November 17, 2022 – Experts recommend that children and teens who have had a concussion rest for a day or two before returning to light physical activity. Research has shown that slowly returning to normal helps young patients recover faster than strict rest.
Now a New study It is suggested that returning to TikTok and Snapchat may also help.
After surveying 700 patients between the ages of 8 and 16 years after the injury, researchers from the University of British Columbia and the University of Calgary in Canada found that children and teens with concussions recovered faster if they participated in a moderate amount of time in front of screens.
The “moderate” amount was between 2 and 7 hours a day on various screens. “This includes their phones, computers, and televisions,” says Molly Cairncross, an assistant professor at Simon Fraser University who conducted the research.
People in the study who reported less or more screen time than that in the 7 to 10 days after infection also reported more symptoms, such as headaches and fatigue, during the first month. after that month, All Participants reported similar symptoms, regardless of their early screen use – suggesting that screen time makes little difference in the long term to children’s recovery from concussions.
Results vary from Study 2021 By researchers at the University of Massachusetts Medical School found screen time slowed down recovery. Why the results of the engagement? “I think it comes down to differences in study design,” Cairncross says. While the previous study measured screen use in the first 48 hours, and recovery over 10 days, “we focused on screen time use during the first 7 to 10 days, and tracked recovery over 6 months,” she says.
“Together, the studies point to the need to find balance—not too little, not too much screen time for children and teens with concussions,” Cairncross says.
Ultimately, the results support moderation rather than blanket restrictions on screen time as the best way to manage concussions in children, especially after the first 48 hours.
“It’s actually unsurprising,” says Sarah Brittain, M.D., a speech-language pathologist and founder of Colorado Brain Recovery in Wheat Ridge, Colorado, who was not involved in the study. “An early return to both cognitive and physical activity in a controlled way is really important. Sitting in a darkened room and resting is not the answer and it has been refuted in the literature.”
Ancient advice involved lying in a quiet, dark room for several days, but recent evidence reveals that such “cocoon therapy” may actually prolong symptoms.
“Over time, we’ve found that this can negatively affect quality of life and depression outcomes, especially in adolescents,” says Catherine Labner, MD, a pediatric neurologist at Pediatrix Child Neurology Consultants in Austin, Texas, who was not involved in the study.

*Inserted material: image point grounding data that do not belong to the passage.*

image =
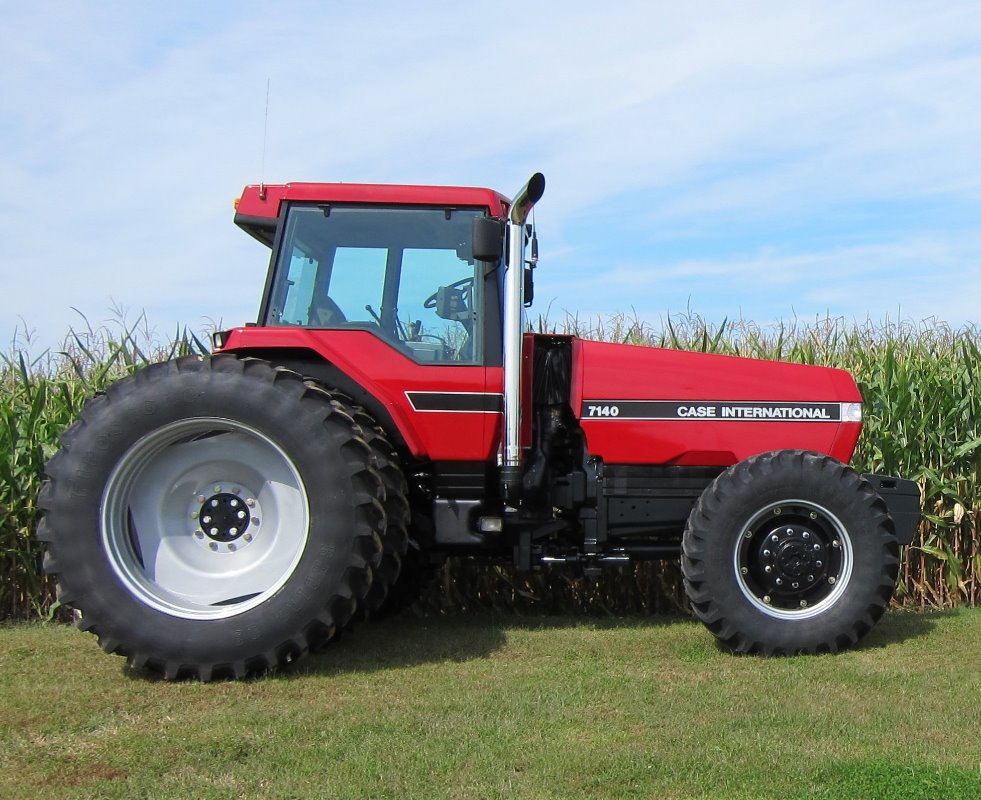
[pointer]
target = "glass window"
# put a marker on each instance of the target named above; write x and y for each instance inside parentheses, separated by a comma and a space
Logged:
(405, 274)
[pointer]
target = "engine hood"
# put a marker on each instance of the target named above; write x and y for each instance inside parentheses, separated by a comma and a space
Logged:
(645, 405)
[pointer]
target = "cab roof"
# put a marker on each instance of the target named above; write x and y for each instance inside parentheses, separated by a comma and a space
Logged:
(257, 210)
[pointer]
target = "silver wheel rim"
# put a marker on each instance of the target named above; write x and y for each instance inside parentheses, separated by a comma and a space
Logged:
(204, 518)
(793, 560)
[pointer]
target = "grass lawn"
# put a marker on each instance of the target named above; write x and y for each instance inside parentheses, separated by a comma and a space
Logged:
(488, 707)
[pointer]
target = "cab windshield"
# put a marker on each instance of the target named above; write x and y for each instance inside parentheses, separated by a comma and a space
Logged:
(405, 274)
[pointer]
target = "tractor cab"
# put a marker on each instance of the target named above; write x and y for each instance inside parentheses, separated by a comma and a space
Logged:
(407, 275)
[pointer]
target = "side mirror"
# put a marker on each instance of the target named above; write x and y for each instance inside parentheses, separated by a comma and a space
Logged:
(488, 239)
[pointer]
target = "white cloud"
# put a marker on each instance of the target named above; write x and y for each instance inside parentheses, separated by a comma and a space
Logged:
(128, 132)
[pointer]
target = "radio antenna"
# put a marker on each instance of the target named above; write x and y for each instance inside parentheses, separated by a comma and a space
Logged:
(265, 136)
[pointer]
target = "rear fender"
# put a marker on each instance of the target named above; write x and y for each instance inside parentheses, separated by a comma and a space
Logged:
(439, 412)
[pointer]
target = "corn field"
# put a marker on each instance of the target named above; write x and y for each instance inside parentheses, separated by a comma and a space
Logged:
(921, 422)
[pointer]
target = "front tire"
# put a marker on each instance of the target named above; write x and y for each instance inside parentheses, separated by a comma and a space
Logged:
(213, 517)
(789, 552)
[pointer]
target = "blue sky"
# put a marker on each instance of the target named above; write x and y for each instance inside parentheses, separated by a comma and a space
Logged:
(757, 159)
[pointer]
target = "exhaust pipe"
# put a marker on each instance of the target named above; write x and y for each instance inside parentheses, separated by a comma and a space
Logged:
(514, 308)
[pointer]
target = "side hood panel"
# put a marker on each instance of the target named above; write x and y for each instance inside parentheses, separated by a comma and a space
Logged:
(643, 405)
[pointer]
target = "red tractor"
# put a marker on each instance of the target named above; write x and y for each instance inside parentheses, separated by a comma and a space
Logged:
(220, 516)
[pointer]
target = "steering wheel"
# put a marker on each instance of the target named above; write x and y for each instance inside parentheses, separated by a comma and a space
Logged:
(325, 313)
(465, 283)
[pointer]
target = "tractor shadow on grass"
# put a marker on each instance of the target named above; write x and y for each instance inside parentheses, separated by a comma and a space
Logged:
(411, 640)
(898, 626)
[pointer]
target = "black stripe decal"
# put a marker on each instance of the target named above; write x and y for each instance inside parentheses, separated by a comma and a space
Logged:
(711, 410)
(473, 402)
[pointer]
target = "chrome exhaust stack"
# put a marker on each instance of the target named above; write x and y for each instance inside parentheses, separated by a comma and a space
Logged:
(514, 319)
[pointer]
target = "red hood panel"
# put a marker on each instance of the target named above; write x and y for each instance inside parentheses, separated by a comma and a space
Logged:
(643, 405)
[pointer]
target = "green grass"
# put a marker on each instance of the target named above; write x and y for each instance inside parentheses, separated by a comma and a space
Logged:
(488, 707)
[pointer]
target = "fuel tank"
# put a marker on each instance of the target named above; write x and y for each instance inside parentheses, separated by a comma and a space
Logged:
(644, 405)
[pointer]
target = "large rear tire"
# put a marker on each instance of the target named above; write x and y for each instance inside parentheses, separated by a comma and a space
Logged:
(213, 517)
(789, 552)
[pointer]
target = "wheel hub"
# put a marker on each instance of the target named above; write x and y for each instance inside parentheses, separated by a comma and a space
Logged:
(225, 519)
(792, 559)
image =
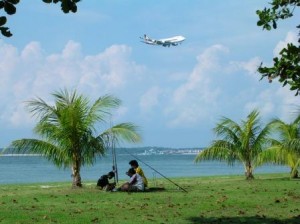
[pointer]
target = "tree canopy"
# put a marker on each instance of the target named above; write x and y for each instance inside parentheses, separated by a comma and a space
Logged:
(239, 142)
(286, 67)
(10, 8)
(69, 130)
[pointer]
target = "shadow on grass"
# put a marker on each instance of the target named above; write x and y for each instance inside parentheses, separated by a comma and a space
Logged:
(254, 219)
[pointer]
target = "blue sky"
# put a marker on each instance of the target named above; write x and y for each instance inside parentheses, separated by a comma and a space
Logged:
(176, 95)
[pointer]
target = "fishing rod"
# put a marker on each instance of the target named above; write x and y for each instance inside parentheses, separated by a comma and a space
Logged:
(157, 171)
(114, 167)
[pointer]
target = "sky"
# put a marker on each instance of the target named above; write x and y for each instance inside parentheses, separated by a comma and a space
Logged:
(176, 95)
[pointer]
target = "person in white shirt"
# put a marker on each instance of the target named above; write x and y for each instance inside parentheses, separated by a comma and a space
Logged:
(135, 183)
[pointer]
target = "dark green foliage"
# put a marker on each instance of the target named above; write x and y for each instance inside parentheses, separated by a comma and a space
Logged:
(66, 5)
(9, 6)
(286, 67)
(10, 9)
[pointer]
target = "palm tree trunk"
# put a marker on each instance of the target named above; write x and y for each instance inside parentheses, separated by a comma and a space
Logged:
(76, 174)
(249, 171)
(294, 173)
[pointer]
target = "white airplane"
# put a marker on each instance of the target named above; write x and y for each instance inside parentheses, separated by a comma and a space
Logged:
(166, 42)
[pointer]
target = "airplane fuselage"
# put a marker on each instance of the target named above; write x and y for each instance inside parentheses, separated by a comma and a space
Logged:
(166, 42)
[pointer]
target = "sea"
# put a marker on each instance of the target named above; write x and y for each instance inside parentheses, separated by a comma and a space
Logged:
(155, 161)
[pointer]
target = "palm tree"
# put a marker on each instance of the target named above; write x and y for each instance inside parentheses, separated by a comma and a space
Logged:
(241, 142)
(285, 150)
(68, 130)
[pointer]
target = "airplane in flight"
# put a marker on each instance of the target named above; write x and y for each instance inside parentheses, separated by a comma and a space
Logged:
(166, 42)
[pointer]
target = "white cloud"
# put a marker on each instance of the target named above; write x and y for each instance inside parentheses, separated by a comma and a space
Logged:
(150, 98)
(291, 37)
(196, 97)
(249, 66)
(31, 73)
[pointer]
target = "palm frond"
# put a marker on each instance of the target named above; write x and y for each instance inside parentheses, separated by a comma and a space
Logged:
(50, 151)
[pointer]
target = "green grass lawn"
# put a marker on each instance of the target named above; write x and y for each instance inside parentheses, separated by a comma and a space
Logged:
(271, 198)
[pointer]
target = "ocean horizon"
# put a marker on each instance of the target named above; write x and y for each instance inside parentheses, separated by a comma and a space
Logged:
(172, 163)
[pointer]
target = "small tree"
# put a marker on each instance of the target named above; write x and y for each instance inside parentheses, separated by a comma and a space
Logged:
(242, 142)
(287, 66)
(9, 7)
(282, 151)
(69, 137)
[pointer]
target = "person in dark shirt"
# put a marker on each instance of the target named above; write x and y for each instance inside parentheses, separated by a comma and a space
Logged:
(103, 182)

So, how can screens help? Labiner, Brittain, and Cairncross point out the importance of connection—not the online kind, but the social kind. Children and teens use smartphones and computers to stay connected with their peers, so blocking screen time can have a negative impact on mental health by causing feelings of loneliness, separation, and a lack of social support.
“Depression can prolong the course of recovery,” says Britten.

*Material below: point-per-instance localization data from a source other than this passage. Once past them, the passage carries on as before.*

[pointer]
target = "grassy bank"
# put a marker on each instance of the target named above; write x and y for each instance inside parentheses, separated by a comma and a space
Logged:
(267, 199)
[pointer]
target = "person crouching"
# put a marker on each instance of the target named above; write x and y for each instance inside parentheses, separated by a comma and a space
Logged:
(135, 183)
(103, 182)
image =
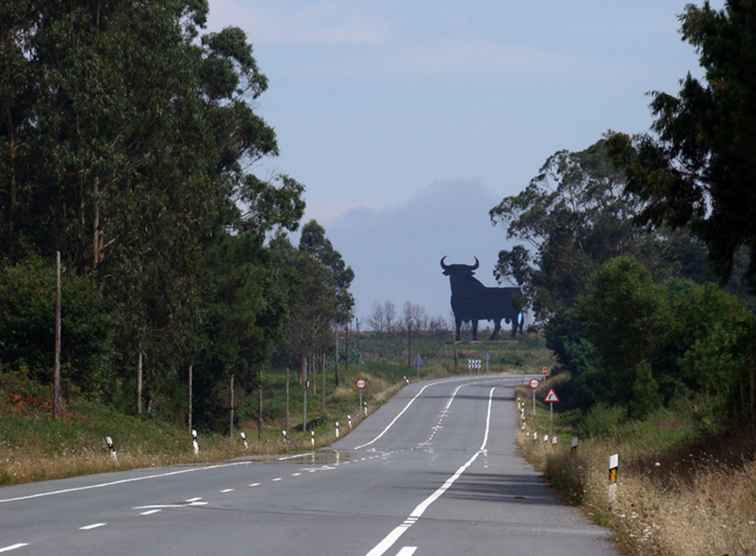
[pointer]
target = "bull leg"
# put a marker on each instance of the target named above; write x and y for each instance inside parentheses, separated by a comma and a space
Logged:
(497, 327)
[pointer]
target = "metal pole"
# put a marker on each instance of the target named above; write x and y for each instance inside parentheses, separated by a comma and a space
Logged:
(231, 412)
(307, 380)
(56, 370)
(139, 381)
(190, 396)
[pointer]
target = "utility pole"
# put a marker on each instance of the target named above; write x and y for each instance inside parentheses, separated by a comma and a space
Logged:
(306, 383)
(139, 380)
(259, 406)
(231, 406)
(286, 425)
(56, 370)
(191, 366)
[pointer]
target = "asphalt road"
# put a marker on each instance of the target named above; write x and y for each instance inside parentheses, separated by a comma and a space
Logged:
(433, 472)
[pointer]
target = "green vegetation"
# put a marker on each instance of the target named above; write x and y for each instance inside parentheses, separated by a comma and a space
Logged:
(637, 256)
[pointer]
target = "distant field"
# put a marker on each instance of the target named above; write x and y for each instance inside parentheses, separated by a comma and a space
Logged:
(34, 447)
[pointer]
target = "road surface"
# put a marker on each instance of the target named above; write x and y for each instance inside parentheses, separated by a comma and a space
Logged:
(433, 472)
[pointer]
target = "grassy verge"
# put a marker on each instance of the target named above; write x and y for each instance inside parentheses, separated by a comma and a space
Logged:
(35, 447)
(679, 493)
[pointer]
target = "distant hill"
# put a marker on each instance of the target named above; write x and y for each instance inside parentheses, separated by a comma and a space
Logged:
(395, 252)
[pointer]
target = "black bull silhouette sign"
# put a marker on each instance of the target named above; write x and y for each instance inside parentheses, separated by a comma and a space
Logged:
(472, 301)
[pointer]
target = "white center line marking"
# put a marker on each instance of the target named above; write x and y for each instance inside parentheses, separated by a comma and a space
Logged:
(14, 546)
(389, 540)
(92, 526)
(124, 481)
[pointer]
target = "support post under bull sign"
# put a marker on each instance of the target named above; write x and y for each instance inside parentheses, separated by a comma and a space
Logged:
(472, 301)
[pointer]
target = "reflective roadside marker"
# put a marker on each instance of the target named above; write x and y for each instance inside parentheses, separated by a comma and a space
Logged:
(111, 447)
(613, 476)
(195, 442)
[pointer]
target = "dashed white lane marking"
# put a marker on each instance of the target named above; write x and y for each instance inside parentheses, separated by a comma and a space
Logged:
(91, 526)
(295, 456)
(124, 481)
(14, 546)
(389, 540)
(406, 407)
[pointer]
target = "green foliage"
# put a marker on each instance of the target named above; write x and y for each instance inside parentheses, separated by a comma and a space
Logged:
(602, 420)
(698, 169)
(27, 302)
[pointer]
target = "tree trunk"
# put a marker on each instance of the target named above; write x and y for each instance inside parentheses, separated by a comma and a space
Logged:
(58, 341)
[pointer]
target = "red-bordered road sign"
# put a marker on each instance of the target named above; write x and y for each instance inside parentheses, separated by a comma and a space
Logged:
(551, 397)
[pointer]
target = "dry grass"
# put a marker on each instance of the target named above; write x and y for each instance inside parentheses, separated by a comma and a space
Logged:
(704, 507)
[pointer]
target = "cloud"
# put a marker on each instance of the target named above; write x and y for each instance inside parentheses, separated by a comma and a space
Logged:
(459, 56)
(324, 23)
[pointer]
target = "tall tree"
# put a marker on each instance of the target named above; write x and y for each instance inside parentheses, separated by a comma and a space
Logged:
(700, 168)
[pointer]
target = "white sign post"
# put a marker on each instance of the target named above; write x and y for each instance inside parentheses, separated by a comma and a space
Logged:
(551, 398)
(533, 386)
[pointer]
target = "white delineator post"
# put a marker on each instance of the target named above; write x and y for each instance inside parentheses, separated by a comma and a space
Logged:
(195, 442)
(111, 447)
(613, 476)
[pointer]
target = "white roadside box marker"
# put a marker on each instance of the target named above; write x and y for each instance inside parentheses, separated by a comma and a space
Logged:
(195, 442)
(613, 476)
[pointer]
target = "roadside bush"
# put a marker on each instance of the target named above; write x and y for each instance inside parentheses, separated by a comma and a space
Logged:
(602, 420)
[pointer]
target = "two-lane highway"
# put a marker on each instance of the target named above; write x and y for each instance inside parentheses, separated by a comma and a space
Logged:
(433, 472)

It’s worth noting that screen time may trigger visual symptoms in some patients, she says. “If someone feels bad within two minutes of being on a screen, that’s a good indication that screens aren’t working for them,” Britten says. “If being on the screen makes them dizzy or disappears completely, or the words on the screen seem to move when they don’t, then it’s time to take a step back.”
She advises parents to watch for behavioral changes such as increased crankiness, impatience and/or tiredness, which could mean a child is back in screen time — or any activity — too soon and should hold back until symptoms subside.
“The most important thing to stress about with a concussion is full recovery before a full return to activity,” says Labener.